La prima cosa che ti colpiva di lui era lo sguardo: serissimo, concentrato, attento, per rispetto verso l’interlocutore, chiunque fosse. Ma sempre riscaldato da una benevolenza umana, una capacità di empatia e com-passione che faceva rispolverare una parola desueta, preziosa: pietas. Era quello, il suo sguardo. Di chi vuole capire, anzitutto, ma senza rinunciare - mai - a nessuna ragione umana. E infatti si occupava delle tragedie peggiori dei nostri tempi - le mafie, i caporalati, le tratte dei migranti - sempre con quell’orizzonte umano che gli faceva infallibilmente scegliere gli ultimi, gli umili, i senza voce. Aveva qualità desuete, e rare: era un mite, ma senza un millimetro di cedevolezza; aveva il dono dell’ironia, ma fuggiva il sarcasmo; aveva un suo rigore fermo e sereno, un suo garbo pacato che gli facevano attorno un’aura di rispetto e, per noi lettori che amavamo ascoltarlo, oltre che leggerlo, reale devozione. Alessandro Leogrande, già vicedirettore della rivista “Lo Straniero” e collaboratore di RaiRadio3 e diverse riviste e testate, è morto domenica, nella sua casa di Roma, a soli 40 anni, stroncato da un malore (un infarto o un aneurisma).
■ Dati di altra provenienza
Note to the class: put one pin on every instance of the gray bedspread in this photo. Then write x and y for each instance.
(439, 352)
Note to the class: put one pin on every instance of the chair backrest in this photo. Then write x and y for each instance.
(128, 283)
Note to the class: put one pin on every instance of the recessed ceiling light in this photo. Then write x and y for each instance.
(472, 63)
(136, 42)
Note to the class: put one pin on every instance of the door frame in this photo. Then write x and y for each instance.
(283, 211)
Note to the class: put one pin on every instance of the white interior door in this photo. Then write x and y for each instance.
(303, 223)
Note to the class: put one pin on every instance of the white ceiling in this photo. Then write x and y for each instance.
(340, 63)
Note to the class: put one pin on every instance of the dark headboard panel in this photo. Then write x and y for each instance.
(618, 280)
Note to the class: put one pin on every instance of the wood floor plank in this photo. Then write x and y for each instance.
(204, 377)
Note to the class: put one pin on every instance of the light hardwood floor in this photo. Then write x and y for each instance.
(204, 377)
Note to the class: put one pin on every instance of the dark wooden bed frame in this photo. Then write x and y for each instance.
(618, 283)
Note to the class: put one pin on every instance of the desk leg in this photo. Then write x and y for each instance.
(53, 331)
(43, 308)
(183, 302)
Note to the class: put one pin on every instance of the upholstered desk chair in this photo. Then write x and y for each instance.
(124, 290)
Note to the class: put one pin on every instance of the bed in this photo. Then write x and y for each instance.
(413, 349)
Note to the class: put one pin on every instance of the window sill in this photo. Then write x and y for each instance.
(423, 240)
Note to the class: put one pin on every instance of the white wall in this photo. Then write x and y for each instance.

Era appena tornato dalla sua Puglia (a Taranto, dove era nato, aveva dedicato il suo primo libro, “Un mare nascosto”, del 2000, quando la città dell’Ilva non era ancora di moda, e poi c’era tornato in “Fumo sulla città”, Fandango, del 2013), dove aveva partecipato a “La città del libro” nel Leccese. Il Sud era stato d’altronde il suo primo oggetto d’indagine e riflessione: ne aveva scritto anche nel “Viaggio tra i nuovi schiavi nelle campagne del Sud” (Mondadori, 2008, poi Feltrinelli, nel 2016). In copertina, due mani legate come da filo spinato, ma è un filare di pomodori, l’ “oro rosso” per il quale lavorano ogni anno decine di migliaia di immigrati. Ed ecco che i temi del Sud vessato e povero s’incrociano con l’umanità depredata, sfruttata e offesa dei migranti. Temi cruciali, per Alessandro e il suo modo di scrivere, di fare giornalismo attraverso reportage belli come narrazioni ma interamente costruiti su dati di realtà. Come ne “Il naufragio. Morte nel Mediterraneo” (Feltrinelli), con cui aveva vinto il premio Kapuscinski, o nel bellissimo “La frontiera” (Feltrinelli), del 2015, racconto accorato ma fermo – nel suo stile colmo di passione civile ma asciutto, profondo ma misuratissimo – del nostro mondo tragicamente diviso da confini artificiali, da barriere interiori ancora prima che fisiche. La frontiera – una sola, immensa – che passa da Lampedusa e dai Balcani, dalle spiagge greche e dai Cie, dalle periferie degradate e dal nostro stesso sguardo, quando perde l’umanità.
A maggio lo avevo incontrato al Salone del Libro: si discuteva di eroi, con lo scoppiettante Paco Ignacio Taibo II. L’eroe in questione era un mitico giornalista e scrittore argentino desaparecido, Rodolfo Walsh, investigatore per conto della giustizia e della verità. «Io credo – mi aveva detto Alessandro – che l’eroe sia in quella coerenza estrema di pensiero e azione, che è un modello rigoroso che si impone a se stessi, come hanno fatto Ernesto Guevara o Walsh. È quel tentativo di capire, pur nella difficoltà dell’azione, che c’è una necessità dell’azione».
Scrivere era agire, per Alessandro Leogrande: indagare nella Libia implosa o tra i guasti del colonialismo in Eritrea, seguire le rotte dolenti delle Ong e fare domande scomode agli scafisti, ai caporali, ai commercianti di schiavi. E poi raccontarci tutto, con la sua parola sempre ferma, esatta, pure se commossa.
«L’unico antidoto al chiacchiericcio che si fa sistema – mi aveva detto discutendo di fake news e clamori mediatici – è recuperare brandelli di racconto della realtà che sappiano restituire tutto il caos, le zone grigie, la complessità».
Tu lo facevi continuamente, Alessandro, e ci mancherà moltissimo la tua generosa fiducia in un mondo che – con molta cura, molta attenzione, molto lavoro e malgrado molte delusioni – forse, sì, si può davvero rendere migliore.